Outsourcing tends to be the right call in a few recognizable situations:
- You are a new entrant. A first MA plan, D-SNP, or IPA has no network team and no time to build one before its access must be demonstrated.
- You have a hard external deadline. A CMS filing date or a state adequacy requirement leaves no room for a hiring-and-ramp cycle.
- You are expanding into unfamiliar geography. A new service area means new markets, new provider relationships, and new fee-schedule dynamics that an internal team would have to learn from zero.
- The build is a spike, not a steady state. You need to contract and credential a large volume quickly, then settle into a much smaller ongoing maintenance load that would leave a full internal team underused.
Where the hybrid model works
The choice is rarely all-or-nothing, and the most durable arrangement is often a hybrid. In a hybrid model, a consultancy carries the heavy initial build — the surge of contracting and credentialing that gets you to an adequate, launch-ready network on deadline — while you stand up a lean internal team to own the steady-state work afterward.

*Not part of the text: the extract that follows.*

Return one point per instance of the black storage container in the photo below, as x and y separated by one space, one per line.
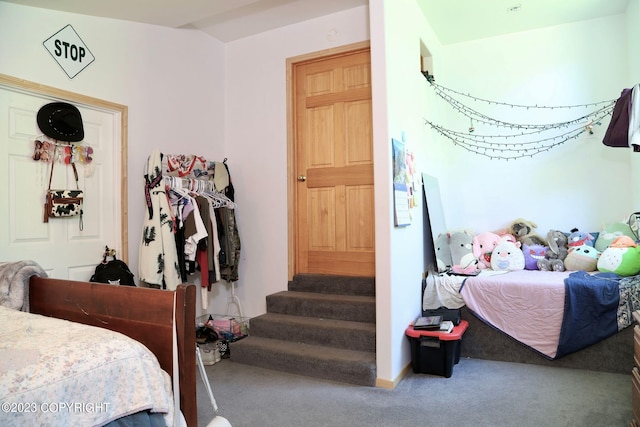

This matches staffing to the actual shape of the work. Network building is front-loaded: enormous effort to reach adequacy, then a lower and more predictable ongoing load of recredentialing, amendments, and monitoring. Paying for a large permanent team sized to the peak means paying for capacity you will not use most of the year. A hybrid lets the firm absorb the peak and lets your internal team run the plateau.
A well-run hybrid also transfers knowledge. As the firm builds, your emerging internal team learns your fee-schedule logic, your credentialing standards, and your provider relationships, so ownership hands off cleanly instead of leaving you dependent.
How to decide based on stage and footprint
Reduce the decision to two questions and it becomes tractable. First, what is your stage — are you a new entrant with no function, or an established plan with a working team and a temporary surge? Second, what is your footprint and its timeline — how many providers, across how many markets, by what date?
If you are early-stage with a hard deadline and unfamiliar geography, outsource the build; you do not have time to make the classic first-timer mistakes on a clock you cannot reset. If you are established with a stable team and a modest, familiar expansion, keep it in-house; you already have the machine and the ramp is short. If you are established but facing a surge that dwarfs your team's steady-state capacity, go hybrid and let a firm absorb the peak.
The most expensive path is the one taken by default — deciding to build in-house without pricing the ramp, the infrastructure, and the deadline risk, then discovering three months in that the network will not be adequate in time.
Deadline risk is the number that matters
Every staffing model has a cost. The one that is hardest to see, and most punishing when it lands, is the cost of missing the date. A network that is not adequate by its filing deadline can delay a launch, shrink a service area, or stall enrollment entirely — and none of those setbacks appear in a salary comparison.
So weigh the decision against deadline risk, not just direct cost. The right question is not merely which model is cheaper per provider. It is which model most reliably delivers an adequate, compliant, correctly loaded network by the date that is not moving. When we help a plan make this call, that is the number we put at the center of the analysis — and it is usually the number that decides it.